Live to fight another day
The milestones required to unlock additional funding/headcount has almost certainly gone up, and specifically for startups, the bar needed to raise more venture capital money has gone up as well. Understanding these milestones will allow teams to fight another day, and coming up with a realistic plan is a key step.
The best way to understand how the bar has moved is can be shown by a chart in the aforementioned article shared by my a16z colleagues David and Justin, showing how the forward revenue multiple for public companies are down significantly. Meaning, you need much more revenue to justify the same valuation — what used to be a 15x multiple is now 7x, meaning valuations are down half even given the same revenue numbers.
Or said another way, when the valuation of public software companies gets halved, then the amount of revenue needed to justify the a valuation goes up double. (For early products that think more about Active Users or DAUs or otherwise, you can recreate these graphs based on $/DAU or otherwise — and yes, those are way down)
This is causing a domino effect in the industry. When you see a $2B public company cut down to $1B, then a $500M privately held startup is cut down to $250M, and so on. The tricky part is that for a public company, of course you have a real-time stock quote to see these valuation changes. For a tech startup, you raise new funding rounds every year or two. That means for much of the industry, the next round of a startup just became much, much harder, but we potentially won’t know for a year+ how much the bar has moved. Either way, this means fewer resources to hit the same hard growth goals.
The easiest way to flex to hit these elevated targets is to take more time, with higher efficiency. Teams have to buy more runway, focusing on better ROI and not a “high growth, high burn” mindset to hit the growth metrics. For startups who have recently raised, they’ll need to “catch up” on their most recent valuation, and additionally progress to justify the customary 2-3x jump in valuation between rounds. That’s the new bar.
The next few years are going to see a lot of change in the tech landscape, particularly for how teams think of growing their products. Much of the last decade has been focused on growth by any means — and investor subsidies, chasing volume via high CACs, have all played a key role. But in the next phase, efficiency means that we’ll need to retrench within the industry and talk about quality and efficiency.

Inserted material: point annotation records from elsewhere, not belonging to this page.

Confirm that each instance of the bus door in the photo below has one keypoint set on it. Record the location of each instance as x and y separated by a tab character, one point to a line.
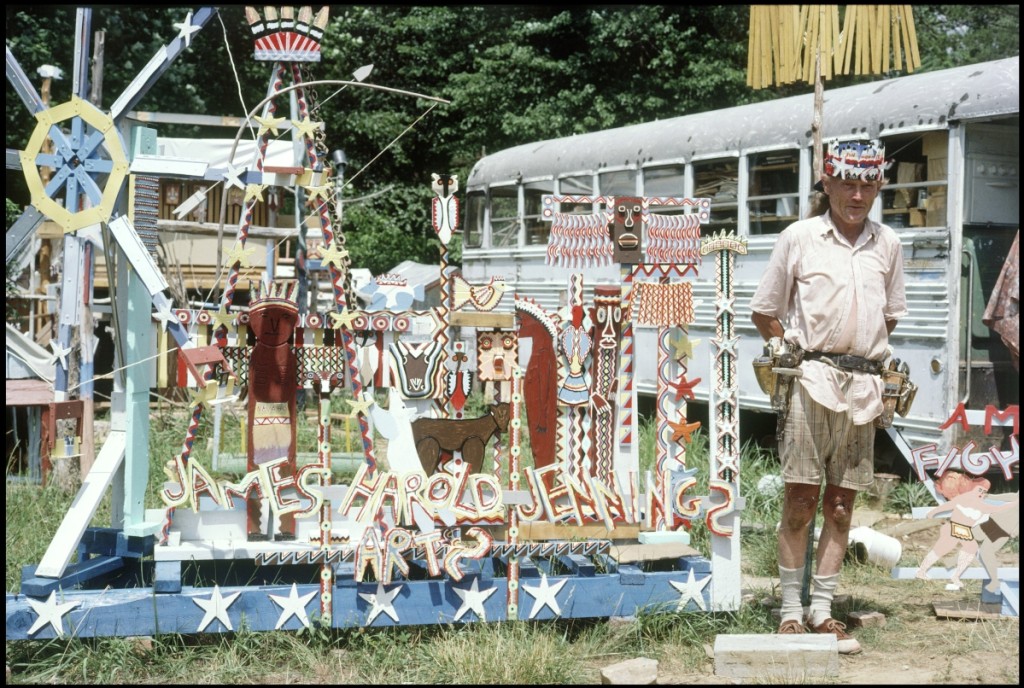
991	220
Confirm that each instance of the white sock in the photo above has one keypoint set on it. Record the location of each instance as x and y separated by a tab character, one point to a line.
822	593
792	583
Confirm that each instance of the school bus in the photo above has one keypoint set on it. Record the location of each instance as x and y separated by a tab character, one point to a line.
952	196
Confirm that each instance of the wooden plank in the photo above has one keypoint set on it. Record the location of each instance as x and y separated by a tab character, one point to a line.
69	534
578	563
910	34
80	572
967	609
793	658
29	393
476	319
751	46
633	553
530	530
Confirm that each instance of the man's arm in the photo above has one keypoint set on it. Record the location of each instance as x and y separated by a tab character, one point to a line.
769	326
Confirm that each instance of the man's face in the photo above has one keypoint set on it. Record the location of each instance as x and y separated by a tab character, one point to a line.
850	199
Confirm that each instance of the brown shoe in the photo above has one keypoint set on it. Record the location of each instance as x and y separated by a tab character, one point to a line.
847	643
791	627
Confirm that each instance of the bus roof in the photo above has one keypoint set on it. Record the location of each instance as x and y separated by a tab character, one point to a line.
882	108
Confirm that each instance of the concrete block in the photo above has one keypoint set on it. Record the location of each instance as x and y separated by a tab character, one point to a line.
866	619
793	658
636	672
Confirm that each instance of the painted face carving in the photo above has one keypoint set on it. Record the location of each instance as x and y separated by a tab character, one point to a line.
627	231
608	313
496	352
272	324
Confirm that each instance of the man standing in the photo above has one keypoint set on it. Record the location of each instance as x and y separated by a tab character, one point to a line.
833	292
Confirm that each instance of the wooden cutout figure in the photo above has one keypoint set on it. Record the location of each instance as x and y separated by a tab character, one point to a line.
608	317
418	369
976	524
459	380
627	232
444	206
540	382
483	297
437	436
497	351
272	379
574	343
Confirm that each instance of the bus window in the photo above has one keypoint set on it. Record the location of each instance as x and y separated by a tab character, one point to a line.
622	182
914	195
718	180
472	228
537	228
504	216
773	198
580	185
667	180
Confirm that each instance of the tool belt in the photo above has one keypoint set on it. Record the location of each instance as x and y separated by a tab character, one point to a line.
846	361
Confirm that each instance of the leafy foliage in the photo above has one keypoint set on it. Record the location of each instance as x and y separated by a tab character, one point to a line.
511	74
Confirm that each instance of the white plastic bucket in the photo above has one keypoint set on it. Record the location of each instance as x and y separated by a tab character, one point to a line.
881	550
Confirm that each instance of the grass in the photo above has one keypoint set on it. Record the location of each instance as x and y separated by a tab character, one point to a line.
566	651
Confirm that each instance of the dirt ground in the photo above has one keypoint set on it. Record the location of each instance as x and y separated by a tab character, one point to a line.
915	645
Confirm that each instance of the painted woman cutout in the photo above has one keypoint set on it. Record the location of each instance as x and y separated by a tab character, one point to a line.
969	511
272	380
574	344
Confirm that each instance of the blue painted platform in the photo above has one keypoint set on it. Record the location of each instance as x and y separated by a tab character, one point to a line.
289	597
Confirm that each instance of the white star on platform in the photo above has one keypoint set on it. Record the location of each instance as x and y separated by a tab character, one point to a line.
293	605
691	590
50	613
216	607
544	595
186	29
381	601
473	599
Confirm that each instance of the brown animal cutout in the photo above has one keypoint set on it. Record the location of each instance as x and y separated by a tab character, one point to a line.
435	436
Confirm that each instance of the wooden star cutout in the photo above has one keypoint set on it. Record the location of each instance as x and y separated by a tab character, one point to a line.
268	124
313	190
50	613
684	387
307	127
198	396
334	256
165	317
683	430
222	317
343	319
682	346
239	254
232	176
186	29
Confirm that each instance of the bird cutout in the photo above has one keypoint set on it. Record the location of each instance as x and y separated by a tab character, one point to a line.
485	297
391	292
444	208
497	351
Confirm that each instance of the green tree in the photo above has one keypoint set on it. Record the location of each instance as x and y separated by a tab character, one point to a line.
512	74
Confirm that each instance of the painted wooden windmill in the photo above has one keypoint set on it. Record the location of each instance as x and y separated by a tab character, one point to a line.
91	169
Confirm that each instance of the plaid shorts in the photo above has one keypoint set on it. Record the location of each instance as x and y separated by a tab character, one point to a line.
817	439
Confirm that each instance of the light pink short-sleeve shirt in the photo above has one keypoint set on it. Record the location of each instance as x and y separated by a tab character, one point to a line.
832	296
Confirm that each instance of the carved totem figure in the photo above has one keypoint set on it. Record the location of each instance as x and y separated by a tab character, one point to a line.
272	379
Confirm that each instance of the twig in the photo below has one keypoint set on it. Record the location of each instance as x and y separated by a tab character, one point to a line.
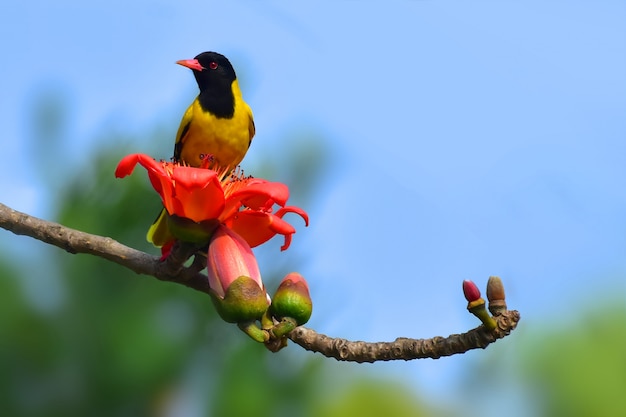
172	269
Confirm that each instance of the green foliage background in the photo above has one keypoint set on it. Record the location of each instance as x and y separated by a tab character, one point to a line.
113	343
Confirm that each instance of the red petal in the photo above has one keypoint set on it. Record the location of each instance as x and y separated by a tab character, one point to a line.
293	209
199	193
259	227
262	195
126	166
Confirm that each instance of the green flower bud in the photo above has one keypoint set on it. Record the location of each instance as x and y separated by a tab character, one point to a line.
244	301
292	299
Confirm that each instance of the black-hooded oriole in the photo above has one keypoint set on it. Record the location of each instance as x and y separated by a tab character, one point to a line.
218	125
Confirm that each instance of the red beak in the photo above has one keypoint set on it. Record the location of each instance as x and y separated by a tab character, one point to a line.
191	63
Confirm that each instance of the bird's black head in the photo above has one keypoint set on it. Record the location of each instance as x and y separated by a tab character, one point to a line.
215	76
213	71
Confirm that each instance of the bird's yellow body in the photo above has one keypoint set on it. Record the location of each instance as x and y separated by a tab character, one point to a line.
216	130
226	140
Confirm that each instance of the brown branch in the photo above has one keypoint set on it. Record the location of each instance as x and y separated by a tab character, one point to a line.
172	269
404	348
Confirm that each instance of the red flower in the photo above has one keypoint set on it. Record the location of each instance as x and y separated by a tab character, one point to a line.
243	204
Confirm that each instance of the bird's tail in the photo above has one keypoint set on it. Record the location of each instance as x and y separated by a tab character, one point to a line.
159	234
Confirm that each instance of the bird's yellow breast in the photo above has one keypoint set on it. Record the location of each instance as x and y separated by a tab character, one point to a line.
202	134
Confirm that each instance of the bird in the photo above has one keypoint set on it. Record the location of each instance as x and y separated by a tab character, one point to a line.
217	128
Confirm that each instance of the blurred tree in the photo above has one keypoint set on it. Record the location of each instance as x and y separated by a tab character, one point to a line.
119	344
580	370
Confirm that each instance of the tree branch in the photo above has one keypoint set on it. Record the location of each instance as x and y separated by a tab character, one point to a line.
172	269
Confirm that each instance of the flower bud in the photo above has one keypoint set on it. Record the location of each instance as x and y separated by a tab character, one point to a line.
495	295
292	299
243	302
237	290
470	291
476	305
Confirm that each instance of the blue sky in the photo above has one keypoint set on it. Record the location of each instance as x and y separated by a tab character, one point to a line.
468	139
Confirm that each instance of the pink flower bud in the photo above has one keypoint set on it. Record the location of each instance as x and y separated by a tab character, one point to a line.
230	257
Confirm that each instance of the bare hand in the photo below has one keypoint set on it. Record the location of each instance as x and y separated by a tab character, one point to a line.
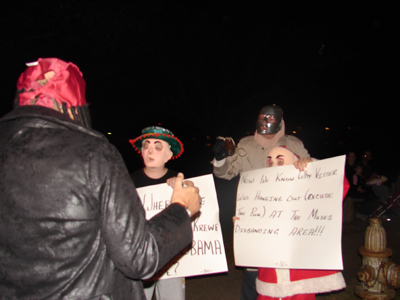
171	181
302	163
188	196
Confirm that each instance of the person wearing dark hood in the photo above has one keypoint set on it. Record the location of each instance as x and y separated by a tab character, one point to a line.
252	153
71	223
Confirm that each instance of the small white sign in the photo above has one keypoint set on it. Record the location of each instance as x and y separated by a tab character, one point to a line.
207	254
291	219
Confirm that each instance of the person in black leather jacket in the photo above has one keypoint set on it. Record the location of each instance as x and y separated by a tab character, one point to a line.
71	223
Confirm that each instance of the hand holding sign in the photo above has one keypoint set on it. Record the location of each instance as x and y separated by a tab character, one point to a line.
187	196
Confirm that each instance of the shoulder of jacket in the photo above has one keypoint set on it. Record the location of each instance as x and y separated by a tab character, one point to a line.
246	140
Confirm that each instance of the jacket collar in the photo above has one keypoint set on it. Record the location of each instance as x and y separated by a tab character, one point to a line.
49	117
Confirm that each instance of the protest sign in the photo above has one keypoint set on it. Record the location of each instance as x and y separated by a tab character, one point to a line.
207	254
291	219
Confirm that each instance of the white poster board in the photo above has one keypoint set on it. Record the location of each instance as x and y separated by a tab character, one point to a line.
291	219
207	255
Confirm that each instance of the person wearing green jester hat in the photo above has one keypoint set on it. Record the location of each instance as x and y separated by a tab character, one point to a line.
157	146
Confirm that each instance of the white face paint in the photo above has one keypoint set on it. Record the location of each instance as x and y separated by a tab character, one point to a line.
155	153
279	156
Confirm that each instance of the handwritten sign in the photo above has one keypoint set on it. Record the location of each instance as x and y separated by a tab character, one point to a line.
291	219
207	254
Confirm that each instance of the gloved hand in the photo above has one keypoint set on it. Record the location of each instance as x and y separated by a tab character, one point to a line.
223	148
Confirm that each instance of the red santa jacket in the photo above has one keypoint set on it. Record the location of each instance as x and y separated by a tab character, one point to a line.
288	282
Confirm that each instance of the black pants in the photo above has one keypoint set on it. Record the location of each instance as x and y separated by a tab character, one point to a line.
249	285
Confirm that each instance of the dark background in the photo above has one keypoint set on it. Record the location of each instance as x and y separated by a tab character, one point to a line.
205	68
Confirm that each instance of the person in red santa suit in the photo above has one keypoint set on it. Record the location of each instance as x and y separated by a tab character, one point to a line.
295	284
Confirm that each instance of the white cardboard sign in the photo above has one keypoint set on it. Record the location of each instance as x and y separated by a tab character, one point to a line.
291	219
207	255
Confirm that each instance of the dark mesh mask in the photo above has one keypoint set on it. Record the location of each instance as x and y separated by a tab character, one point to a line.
270	119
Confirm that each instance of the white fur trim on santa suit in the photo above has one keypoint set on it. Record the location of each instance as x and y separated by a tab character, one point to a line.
284	287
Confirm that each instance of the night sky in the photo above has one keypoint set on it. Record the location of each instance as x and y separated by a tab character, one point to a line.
205	68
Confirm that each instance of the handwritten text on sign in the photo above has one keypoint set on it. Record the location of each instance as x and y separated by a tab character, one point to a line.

There’s a myriad of complex trends intersecting at the same time: The new Apple privacy changes to ad networks, the potentially stingy venture capital landscape, the hiring freezes that are happening, how web3 plays out over the next few years, and so on. Just as product leaders had to reinvent their thinking to take advantage of the mobile boom, we’ll see them do the same in the coming years for the new environment that’s rapidly taking shape. In the meantime, it’s critical for teams to take a pause, figure out a new approach, and build towards the next boom.